Gloria Kalil parece uma pessoa naturalmente chique, dessas que não precisam comprar livros sobre o que "é sê-lo" - ela escreve os livros.

Dita as regras do chiquismo. Já vendeu mais de 400 mil exemplares de suas lições. São pílulas, alcachofras de sabedoria. Tentam ensinar desde a maneira correta de se relacionar com os talheres ao volume certo de silicone com que a celebridade deve encher os peitos para não passar do ponto e, ao invés de gostosa, ficar gordosa .É ciência em mutação.

O ser-chique feminino já foi prestar atenção para não relaxar e sentar de perna aberta. Complicou.

Hoje há mulheres que até se apresentam assim e ficam o fino. Glorinha traça com equilíbrio os limites deste novo bom gosto. Esqueceu apenas de dizer, tão Brasil, que uma pessoa realmente chique não compra livros ensinando como ficar.

Eu, que de chique sei apenas o que aprendi no balcão do armazém do meu pai, pesando o arroz sem botar os dedos no prato da balança, tenho claro que o problema do Social Chique Nacional, o SNC, passa longe da melhor cor para as meias num mocassim. Recomendo que Glorinha faça um adendo na próxima edição.

Se todo brasileiro mantivesse as mãos, com unhas esmaltadas ou não, longe do bolso alheio, teríamos começado a entender o espírito da coisa elegante.

Estaríamos liberados, pelo FMI, pela Danuza Leão, o Julinho Rego e outros arautos do comportamento na cama, na chuva, na fazenda a usar camiseta por baixo, até mesmo por cima, do paletó do smoking.

Chique, é:

  • passar pelo guarda da esquina e não piscar.
  • apertar o botão na Alfândega e não tremer.
  • ver o atorzinho da Globo furando a fila de espera no restaurante e gritar "Ei, meu chapa, qualé a tua".

Chique, seja de Vulcabrás ou Manolo Blahnik, é caminhar ético. Nada a ver com roupa, mas com a paz no rosto, no ombro mais bem colocado, delícias posturais provocadas pelo simples assinar a carteira da empregada.

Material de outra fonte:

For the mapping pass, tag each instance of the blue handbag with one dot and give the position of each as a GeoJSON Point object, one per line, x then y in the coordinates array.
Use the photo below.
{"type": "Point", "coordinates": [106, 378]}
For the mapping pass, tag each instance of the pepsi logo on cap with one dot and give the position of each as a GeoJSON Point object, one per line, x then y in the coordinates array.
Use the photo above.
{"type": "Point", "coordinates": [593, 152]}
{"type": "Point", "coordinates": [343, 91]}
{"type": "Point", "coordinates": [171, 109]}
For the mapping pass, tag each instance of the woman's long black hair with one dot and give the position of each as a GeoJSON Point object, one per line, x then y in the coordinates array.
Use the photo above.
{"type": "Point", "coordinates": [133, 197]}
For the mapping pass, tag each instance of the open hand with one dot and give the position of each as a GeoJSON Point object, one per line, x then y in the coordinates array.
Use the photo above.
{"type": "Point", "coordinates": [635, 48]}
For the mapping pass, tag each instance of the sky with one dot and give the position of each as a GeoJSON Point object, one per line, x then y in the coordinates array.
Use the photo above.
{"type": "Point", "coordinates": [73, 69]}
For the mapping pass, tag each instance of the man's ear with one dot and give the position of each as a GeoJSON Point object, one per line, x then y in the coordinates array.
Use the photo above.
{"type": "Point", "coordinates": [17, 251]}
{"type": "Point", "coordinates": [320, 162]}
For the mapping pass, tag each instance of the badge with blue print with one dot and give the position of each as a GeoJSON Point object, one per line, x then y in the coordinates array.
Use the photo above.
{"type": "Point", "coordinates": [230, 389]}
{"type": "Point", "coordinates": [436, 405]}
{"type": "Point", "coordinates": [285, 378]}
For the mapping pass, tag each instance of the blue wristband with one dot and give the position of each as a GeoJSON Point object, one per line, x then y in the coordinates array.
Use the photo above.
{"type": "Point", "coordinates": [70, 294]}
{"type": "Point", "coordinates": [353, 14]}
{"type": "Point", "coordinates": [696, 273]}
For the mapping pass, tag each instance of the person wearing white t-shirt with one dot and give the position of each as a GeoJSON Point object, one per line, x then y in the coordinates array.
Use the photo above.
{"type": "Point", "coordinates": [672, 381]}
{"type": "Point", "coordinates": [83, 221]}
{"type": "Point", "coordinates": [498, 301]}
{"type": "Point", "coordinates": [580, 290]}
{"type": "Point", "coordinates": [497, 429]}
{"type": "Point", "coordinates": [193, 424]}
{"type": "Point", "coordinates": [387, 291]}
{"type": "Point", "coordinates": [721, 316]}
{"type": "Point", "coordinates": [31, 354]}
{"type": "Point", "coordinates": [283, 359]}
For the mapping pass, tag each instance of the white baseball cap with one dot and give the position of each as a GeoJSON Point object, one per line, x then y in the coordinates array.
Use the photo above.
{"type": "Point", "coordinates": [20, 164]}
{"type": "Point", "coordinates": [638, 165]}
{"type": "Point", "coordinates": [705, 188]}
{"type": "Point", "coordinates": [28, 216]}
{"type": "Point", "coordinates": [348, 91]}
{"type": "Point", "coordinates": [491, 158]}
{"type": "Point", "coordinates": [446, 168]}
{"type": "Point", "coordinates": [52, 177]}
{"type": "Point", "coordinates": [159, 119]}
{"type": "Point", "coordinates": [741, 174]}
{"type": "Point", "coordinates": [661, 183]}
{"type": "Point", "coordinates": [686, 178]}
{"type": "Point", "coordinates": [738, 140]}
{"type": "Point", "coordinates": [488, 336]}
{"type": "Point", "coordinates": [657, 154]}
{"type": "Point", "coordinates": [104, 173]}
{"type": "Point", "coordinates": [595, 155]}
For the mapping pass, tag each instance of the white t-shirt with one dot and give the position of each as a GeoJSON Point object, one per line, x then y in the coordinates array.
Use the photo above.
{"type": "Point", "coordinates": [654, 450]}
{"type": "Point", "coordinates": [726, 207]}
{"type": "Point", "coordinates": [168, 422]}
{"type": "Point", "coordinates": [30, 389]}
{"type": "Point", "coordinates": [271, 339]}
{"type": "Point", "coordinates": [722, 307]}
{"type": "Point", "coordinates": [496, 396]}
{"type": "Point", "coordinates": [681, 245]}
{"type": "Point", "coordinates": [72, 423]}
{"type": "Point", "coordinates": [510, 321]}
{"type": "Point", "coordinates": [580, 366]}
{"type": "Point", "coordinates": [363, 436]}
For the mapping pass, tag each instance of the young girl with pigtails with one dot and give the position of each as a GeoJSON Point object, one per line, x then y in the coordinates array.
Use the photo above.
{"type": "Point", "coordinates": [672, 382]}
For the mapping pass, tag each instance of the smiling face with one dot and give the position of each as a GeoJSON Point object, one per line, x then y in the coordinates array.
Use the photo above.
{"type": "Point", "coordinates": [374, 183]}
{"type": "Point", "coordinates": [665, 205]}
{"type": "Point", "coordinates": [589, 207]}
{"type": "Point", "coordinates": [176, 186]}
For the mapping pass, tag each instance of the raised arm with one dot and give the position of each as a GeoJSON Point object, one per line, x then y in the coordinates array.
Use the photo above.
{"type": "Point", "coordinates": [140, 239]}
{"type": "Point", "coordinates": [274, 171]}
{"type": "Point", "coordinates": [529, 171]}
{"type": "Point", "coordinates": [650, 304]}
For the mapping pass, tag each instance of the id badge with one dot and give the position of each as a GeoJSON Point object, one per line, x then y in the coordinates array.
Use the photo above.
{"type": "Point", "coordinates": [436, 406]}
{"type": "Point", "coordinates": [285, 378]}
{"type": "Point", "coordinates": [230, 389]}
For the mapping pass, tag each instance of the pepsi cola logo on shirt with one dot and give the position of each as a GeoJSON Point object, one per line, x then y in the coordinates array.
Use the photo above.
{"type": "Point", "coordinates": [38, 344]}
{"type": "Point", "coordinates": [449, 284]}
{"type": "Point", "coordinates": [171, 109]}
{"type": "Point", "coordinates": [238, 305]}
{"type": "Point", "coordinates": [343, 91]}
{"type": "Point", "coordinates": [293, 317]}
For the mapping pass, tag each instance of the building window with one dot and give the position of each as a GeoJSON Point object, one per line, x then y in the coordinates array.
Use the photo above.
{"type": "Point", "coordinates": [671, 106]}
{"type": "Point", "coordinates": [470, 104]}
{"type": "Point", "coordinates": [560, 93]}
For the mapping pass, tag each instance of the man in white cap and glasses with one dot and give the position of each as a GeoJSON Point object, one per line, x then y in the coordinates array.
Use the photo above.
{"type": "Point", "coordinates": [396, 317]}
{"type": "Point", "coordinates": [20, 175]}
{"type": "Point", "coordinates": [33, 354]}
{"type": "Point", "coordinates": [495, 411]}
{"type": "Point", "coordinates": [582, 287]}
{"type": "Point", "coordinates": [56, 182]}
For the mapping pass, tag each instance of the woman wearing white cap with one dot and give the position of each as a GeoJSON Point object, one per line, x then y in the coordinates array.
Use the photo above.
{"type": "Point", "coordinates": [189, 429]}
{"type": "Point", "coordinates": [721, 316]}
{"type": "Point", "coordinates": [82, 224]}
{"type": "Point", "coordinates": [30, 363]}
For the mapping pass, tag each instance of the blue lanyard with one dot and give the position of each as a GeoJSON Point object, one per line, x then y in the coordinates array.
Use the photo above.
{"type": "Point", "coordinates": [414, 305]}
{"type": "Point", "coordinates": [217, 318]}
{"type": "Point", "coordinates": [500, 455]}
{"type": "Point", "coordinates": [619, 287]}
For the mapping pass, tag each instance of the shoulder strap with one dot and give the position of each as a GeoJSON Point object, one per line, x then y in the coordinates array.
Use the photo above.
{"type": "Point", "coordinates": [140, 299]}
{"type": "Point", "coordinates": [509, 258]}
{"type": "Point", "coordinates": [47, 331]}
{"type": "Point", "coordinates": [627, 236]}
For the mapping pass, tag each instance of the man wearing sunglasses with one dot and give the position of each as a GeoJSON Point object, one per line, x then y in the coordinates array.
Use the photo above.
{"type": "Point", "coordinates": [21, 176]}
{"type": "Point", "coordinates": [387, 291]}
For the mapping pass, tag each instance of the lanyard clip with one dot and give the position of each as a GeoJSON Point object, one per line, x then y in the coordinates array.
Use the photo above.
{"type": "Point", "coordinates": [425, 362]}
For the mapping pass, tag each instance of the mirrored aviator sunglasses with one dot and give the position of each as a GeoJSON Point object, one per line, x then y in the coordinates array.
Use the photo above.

Tente. Ninguém encontra a chave do chique atrás do cheque, se me permitem a chiadeira do texto micha. Glorinha precisa vender suas lições. Esconde que esse samba não se aprende na escola da moda. "É-se."

Mas abrir o jogo para quem sonha em ser bacana ao fim de 258 páginas, convenhamos, seria incompatível com o propósito de delicadeza do livro.

Vanderlei Cordeiro de Lima, o maratonista interceptado pelo maluco irlandês, nunca leu um livro desses. Ao beijar a medalha de bronze e não vibrar qualquer rancor, mostrou que chique é correr atrás e de suor limpo.

Ser-chique é a foto dos Beatles cruzando Abbey Road.

Ah, quem me dera a pose superior, o orgulho chique civil, de atravessar a Jardim Botânico sem ter que olhar em todas as direções com medo de que, entre outros perigos, alguma bicicleta venha na contramão e te beleléu. Viver com medo é brega.

Glorinha sabe que:

  • "Educação" é a verdadeira bolsa Prada dessa história.
  • Mesmo quando ensina a namorada a dar um pé na bunda, recomenda, primeiro, que "não se use" expressão vulgar como a da linha anterior, e, segundo, que a coisa seja feita sem sofrimento.
  • "Não incomode", eis o mantra suíço que atravessa as lições e que as musiquinhas nos celulares não deixam ninguém ouvir.
  • "Não pergunte" se a vizinha colocou botox nos beiços.
  • "A vida vai além" da grife na gravata.
  • "Não é" a beleza das flores. "É o que" vai escrito no cartão.
  • "Não é" a grana. "É como" ela veio parar no bolso.

O país não piora com um livro assim. Talvez fique apenas um pouco mais exótico, em tempos PTs, com a nova obsessão em não se falar de depressão na mesa de jantar nem fungar no cangote de quem está à frente na fila do banco.

Não adianta. Não temos jeito. Tiro n'água.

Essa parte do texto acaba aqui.